Direct health system costs for systemic lupus erythematosus patients in Alberta, Canada

Abstract

Systemic lupus Erythematosus (SLE) is a chronic multi-system autoimmune disease that can affect a person’s physical, mental, and social life. It imposes a substantial economic burden up on patients, carers, healthcare systems, and wider society. This is the first study to examine the direct health care costs of SLE in Alberta using real-world data. Alberta maintains a publicly funded, universally available health care system. Health service use and direct healthcare costs of SLE and non-SLE cases were determined from inpatient hospital services, fee-for-physician services, emergency services, and ambulatory care services.
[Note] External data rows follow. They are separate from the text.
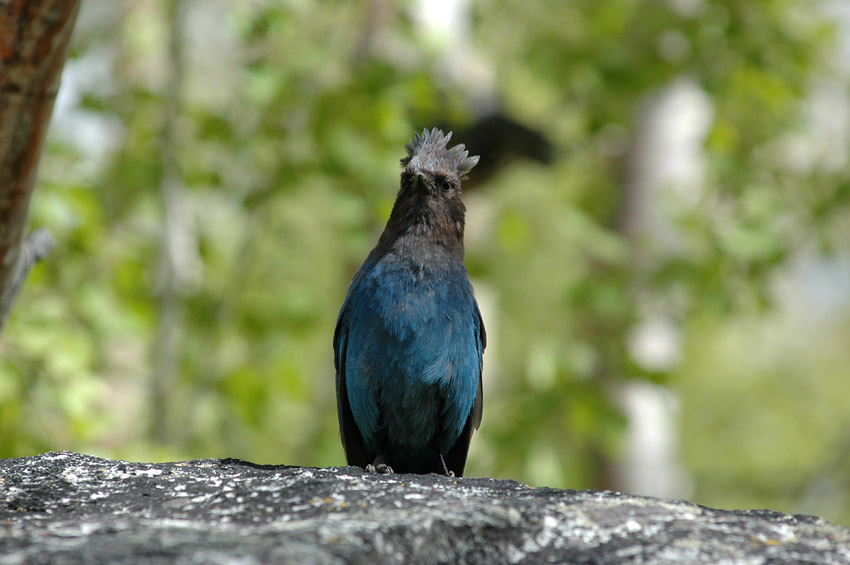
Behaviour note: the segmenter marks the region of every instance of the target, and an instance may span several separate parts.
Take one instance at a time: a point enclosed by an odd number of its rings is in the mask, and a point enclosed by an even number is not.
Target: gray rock
[[[0,565],[850,563],[850,529],[769,510],[235,459],[0,460]]]

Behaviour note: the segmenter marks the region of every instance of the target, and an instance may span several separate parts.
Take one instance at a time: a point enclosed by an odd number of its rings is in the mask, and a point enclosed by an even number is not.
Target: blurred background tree
[[[84,3],[0,456],[344,464],[336,315],[442,125],[482,154],[470,476],[850,524],[849,27],[829,1]]]

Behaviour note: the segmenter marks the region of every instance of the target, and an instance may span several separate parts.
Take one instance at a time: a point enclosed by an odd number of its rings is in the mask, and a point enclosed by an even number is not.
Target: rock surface
[[[514,481],[235,459],[0,460],[0,565],[850,563],[850,529]]]

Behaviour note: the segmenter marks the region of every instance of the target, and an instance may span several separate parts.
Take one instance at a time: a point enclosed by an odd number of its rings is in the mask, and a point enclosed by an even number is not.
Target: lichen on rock
[[[850,529],[515,481],[236,459],[0,460],[0,565],[850,563]]]

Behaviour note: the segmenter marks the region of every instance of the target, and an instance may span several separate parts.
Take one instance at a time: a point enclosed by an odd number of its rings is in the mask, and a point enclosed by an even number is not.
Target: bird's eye
[[[450,191],[450,190],[452,189],[452,183],[450,183],[450,182],[449,182],[448,180],[446,180],[446,179],[443,179],[443,180],[440,182],[440,188],[443,190],[443,192],[448,192],[448,191]]]

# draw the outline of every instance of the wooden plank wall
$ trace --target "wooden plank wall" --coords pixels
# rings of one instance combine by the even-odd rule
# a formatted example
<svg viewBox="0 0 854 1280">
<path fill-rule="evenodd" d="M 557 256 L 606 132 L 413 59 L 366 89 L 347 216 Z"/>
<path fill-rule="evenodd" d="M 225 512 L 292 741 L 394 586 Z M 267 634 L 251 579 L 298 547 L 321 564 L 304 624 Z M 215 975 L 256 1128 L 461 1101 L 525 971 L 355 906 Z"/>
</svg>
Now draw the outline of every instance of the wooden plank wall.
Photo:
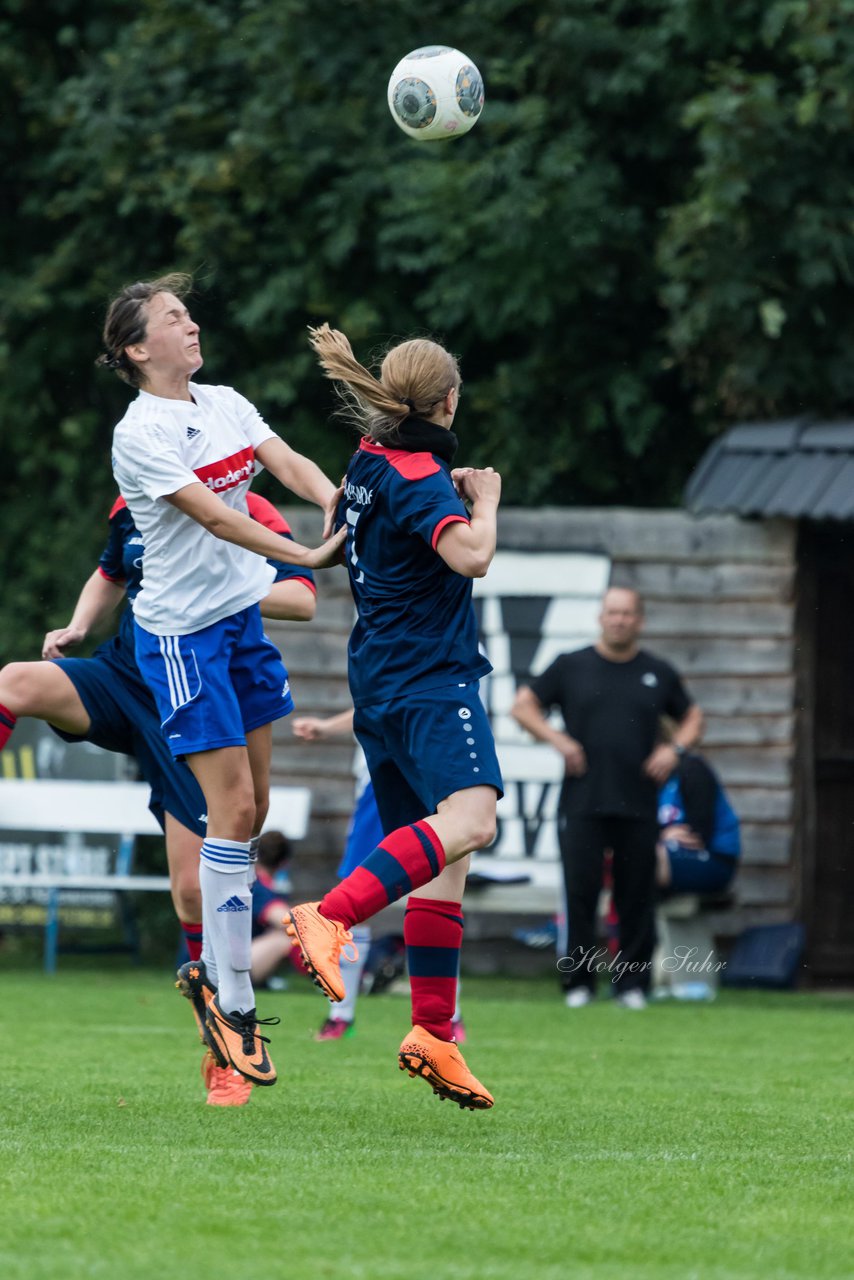
<svg viewBox="0 0 854 1280">
<path fill-rule="evenodd" d="M 319 536 L 316 513 L 284 512 L 300 541 Z M 645 643 L 682 672 L 706 712 L 704 751 L 744 824 L 745 857 L 733 923 L 788 918 L 796 899 L 793 850 L 794 576 L 791 522 L 694 519 L 681 511 L 542 509 L 502 512 L 503 551 L 592 552 L 611 581 L 647 607 Z M 319 575 L 313 624 L 275 624 L 299 712 L 349 705 L 346 638 L 352 604 L 343 570 Z M 314 791 L 297 892 L 331 882 L 353 795 L 353 748 L 295 742 L 276 727 L 274 781 Z"/>
<path fill-rule="evenodd" d="M 788 919 L 793 866 L 795 539 L 791 521 L 681 511 L 511 511 L 501 545 L 592 549 L 646 602 L 644 644 L 673 662 L 707 717 L 704 754 L 744 833 L 733 925 Z"/>
</svg>

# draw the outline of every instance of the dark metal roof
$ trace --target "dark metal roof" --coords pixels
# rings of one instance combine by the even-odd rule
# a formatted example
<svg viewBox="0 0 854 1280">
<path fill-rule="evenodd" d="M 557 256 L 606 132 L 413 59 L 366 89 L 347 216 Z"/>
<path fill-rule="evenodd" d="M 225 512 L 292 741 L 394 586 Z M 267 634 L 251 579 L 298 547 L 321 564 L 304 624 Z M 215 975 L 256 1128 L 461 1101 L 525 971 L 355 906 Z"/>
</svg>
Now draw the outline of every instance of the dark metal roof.
<svg viewBox="0 0 854 1280">
<path fill-rule="evenodd" d="M 854 520 L 854 422 L 745 422 L 707 450 L 685 487 L 695 515 Z"/>
</svg>

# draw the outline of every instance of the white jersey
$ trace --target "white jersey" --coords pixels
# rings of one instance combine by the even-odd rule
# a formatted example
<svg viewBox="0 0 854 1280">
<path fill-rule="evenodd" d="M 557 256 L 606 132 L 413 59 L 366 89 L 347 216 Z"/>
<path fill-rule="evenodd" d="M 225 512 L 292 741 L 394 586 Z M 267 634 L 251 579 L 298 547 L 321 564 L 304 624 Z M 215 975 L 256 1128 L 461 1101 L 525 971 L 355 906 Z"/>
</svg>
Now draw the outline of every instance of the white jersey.
<svg viewBox="0 0 854 1280">
<path fill-rule="evenodd" d="M 113 475 L 145 547 L 134 616 L 155 635 L 183 636 L 256 604 L 275 571 L 253 551 L 215 538 L 166 501 L 201 481 L 246 512 L 261 464 L 255 449 L 275 436 L 231 387 L 190 383 L 189 400 L 140 391 L 113 433 Z"/>
</svg>

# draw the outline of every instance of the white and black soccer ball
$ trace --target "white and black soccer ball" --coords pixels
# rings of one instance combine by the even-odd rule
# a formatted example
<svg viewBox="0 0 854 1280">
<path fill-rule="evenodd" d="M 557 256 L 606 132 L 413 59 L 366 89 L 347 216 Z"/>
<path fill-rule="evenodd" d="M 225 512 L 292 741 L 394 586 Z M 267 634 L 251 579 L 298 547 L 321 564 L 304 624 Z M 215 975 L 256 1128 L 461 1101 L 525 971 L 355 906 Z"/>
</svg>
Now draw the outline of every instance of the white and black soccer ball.
<svg viewBox="0 0 854 1280">
<path fill-rule="evenodd" d="M 471 58 L 445 44 L 413 49 L 391 73 L 388 106 L 410 138 L 459 138 L 483 110 L 483 79 Z"/>
</svg>

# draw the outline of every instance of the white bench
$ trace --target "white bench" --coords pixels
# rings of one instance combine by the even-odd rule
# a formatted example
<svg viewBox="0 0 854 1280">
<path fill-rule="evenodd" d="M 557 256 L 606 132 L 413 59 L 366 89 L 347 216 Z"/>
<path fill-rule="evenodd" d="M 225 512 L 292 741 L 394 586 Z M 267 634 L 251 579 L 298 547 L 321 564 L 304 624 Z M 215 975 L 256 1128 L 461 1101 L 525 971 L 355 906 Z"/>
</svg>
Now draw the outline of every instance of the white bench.
<svg viewBox="0 0 854 1280">
<path fill-rule="evenodd" d="M 162 836 L 148 808 L 149 794 L 144 782 L 0 781 L 0 891 L 47 890 L 44 966 L 48 973 L 56 970 L 62 893 L 169 889 L 168 876 L 132 871 L 137 836 Z M 271 787 L 265 830 L 283 831 L 289 839 L 301 840 L 310 809 L 307 787 Z M 64 837 L 64 844 L 37 847 L 5 840 L 7 833 L 20 831 L 55 833 Z M 91 859 L 79 844 L 83 835 L 114 838 L 111 870 L 93 874 L 85 869 Z"/>
</svg>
All costs were estimated for calendar year 2016. Data were analysed using central measures specifically the mean to determine the annual costs of SLE and non-SLE. A total number of 10,932 (Male = 2,546; Female = 8,386), and 41,851,36 (Male = 21,157,76; Female = 20,693,60) of SLE and non-SLE cases, respectively were included in this study. The mean annual costs of SLE, and non-SLE per case were $7,740.19 (Male = $7,986.59; Female = $7,665.38), and $2,479.53 (Male = $2,265.57; Female = $2,698.30), (p < 0.001) respectively. The mean annual costs of fee-for-physician services (SLE = $2,160.03; non-SLE = $840.00) (p < 0.001), inpatient hospital services (SLE = $3,462.86; non-SLE = $1,007.29), (p < 0.001) emergency services (SLE = $440.28; non-SLE = $176.65), (p < 0.001) and ambulatory care services (SLE = $1,677.03; non-SLE = $455.05) (p < 0.001) per case were estimated. The findings showed that the costs of SLE were considerably high for patients and healthcare system. This highlights the importance of appropriate treatment and management of SLE. Further studies are required to fully investigate both the direct and indirect economic burden of SLE including out-of-pocket expenses, costs to patients and caregivers and productivity loss.